L’ASFC gère environ 1 200 points d’entrée au Canada et 35 à l’étranger. Elle supervise 117 postes frontaliers terrestres, 13 aéroports internationaux ainsi que d’importantes infrastructures maritimes et ferroviaires. De nombreux sites fonctionnent 24 heures sur 24 et 7 jours sur 7 afin de concilier sécurité et commerce.
Mandat et pouvoirs de l’ASFC
L’ASFC a pour mandat de protéger le Canada tout en facilitant les échanges et les déplacements. Elle s’emploie à empêcher l’entrée et la sortie de marchandises illégales (armes, drogues) et de personnes en situation irrégulière (trafiquants) tout en facilitant le passage aux frontières.
Conformément à sa mission, l’ASFC fait appliquer la réglementation entourant les douanes. Elle perçoit les droits et taxes à l’importation et veille au respect des accords commerciaux internationaux.
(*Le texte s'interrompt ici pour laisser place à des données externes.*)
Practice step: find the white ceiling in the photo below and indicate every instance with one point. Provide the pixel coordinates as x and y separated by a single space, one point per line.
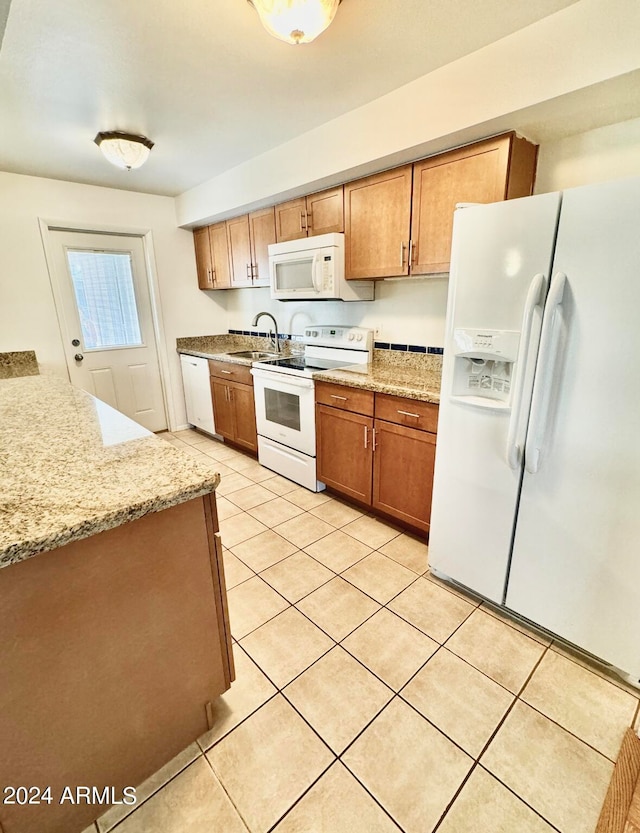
205 82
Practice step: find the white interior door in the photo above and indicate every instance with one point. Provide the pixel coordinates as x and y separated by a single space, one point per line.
104 306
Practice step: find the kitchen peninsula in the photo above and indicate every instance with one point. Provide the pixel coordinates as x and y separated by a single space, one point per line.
115 635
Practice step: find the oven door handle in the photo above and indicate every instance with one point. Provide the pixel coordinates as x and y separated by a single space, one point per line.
282 380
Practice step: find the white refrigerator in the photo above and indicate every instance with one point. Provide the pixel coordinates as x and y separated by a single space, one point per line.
536 501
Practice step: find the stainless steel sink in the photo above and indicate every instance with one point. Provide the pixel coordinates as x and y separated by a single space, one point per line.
255 355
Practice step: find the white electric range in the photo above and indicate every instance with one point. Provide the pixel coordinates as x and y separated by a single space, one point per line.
285 398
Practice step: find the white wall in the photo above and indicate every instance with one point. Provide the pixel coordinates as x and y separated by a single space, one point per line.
27 312
581 46
606 153
406 311
413 311
409 311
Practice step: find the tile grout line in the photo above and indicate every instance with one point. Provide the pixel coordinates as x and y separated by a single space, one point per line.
224 789
516 697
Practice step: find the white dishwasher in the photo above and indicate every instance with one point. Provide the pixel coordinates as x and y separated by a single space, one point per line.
197 392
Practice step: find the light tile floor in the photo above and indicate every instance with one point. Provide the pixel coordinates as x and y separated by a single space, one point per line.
369 696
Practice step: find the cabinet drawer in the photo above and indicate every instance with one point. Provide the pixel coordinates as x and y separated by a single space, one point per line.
410 412
231 372
348 399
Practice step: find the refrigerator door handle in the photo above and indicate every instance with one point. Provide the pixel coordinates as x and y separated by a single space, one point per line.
549 343
534 299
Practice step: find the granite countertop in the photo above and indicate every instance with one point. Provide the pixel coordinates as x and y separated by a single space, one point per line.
414 376
71 466
219 347
400 373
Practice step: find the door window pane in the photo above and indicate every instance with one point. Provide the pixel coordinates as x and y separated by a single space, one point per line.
106 301
282 408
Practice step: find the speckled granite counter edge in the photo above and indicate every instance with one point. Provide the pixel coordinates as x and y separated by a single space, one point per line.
27 548
352 380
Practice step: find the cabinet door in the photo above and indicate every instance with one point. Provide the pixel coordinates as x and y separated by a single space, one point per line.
403 473
245 417
325 211
222 409
239 250
477 173
262 226
377 212
204 265
290 220
344 449
220 256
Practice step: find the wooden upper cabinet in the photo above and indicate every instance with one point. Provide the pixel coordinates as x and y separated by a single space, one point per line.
220 256
290 220
319 213
396 223
249 238
204 265
377 215
325 211
497 169
212 257
262 232
239 250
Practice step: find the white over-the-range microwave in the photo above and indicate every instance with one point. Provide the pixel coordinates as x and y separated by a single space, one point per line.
312 269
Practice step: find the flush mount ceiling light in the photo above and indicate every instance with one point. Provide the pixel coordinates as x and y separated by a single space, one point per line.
124 149
296 21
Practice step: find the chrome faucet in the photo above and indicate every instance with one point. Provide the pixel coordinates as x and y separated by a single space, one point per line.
274 336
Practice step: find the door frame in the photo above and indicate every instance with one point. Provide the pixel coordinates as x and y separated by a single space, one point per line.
146 236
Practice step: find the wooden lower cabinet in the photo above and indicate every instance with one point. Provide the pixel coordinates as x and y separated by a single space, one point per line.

L’ASFC veille aussi à l’application des lois sur l’immigration. Ses agents effectuent des contrôles aux frontières et peuvent également détenir les immigrants non autorisés et, au besoin, procéder à des déportations.
Difficultés et controverses
Vie privée et fouilles d’appareils aux points d’entrée canadiens
Dans son désir de renforcer la sécurité et de simplifier les déplacements et les échanges commerciaux tout en réduisant les délais, l’ASFC a adopté des technologies qui ne sont cependant pas sans inconvénient. Des agents ont en effet fouillé des téléphones, des tablettes et des ordinateurs portables de voyageurs sans mandat, ce qu’ont déploré les défenseurs de la vie privée. En 2017-2018, le Commissariat à la protection de la vie privée du Canada a reçu des plaintes à ce sujet.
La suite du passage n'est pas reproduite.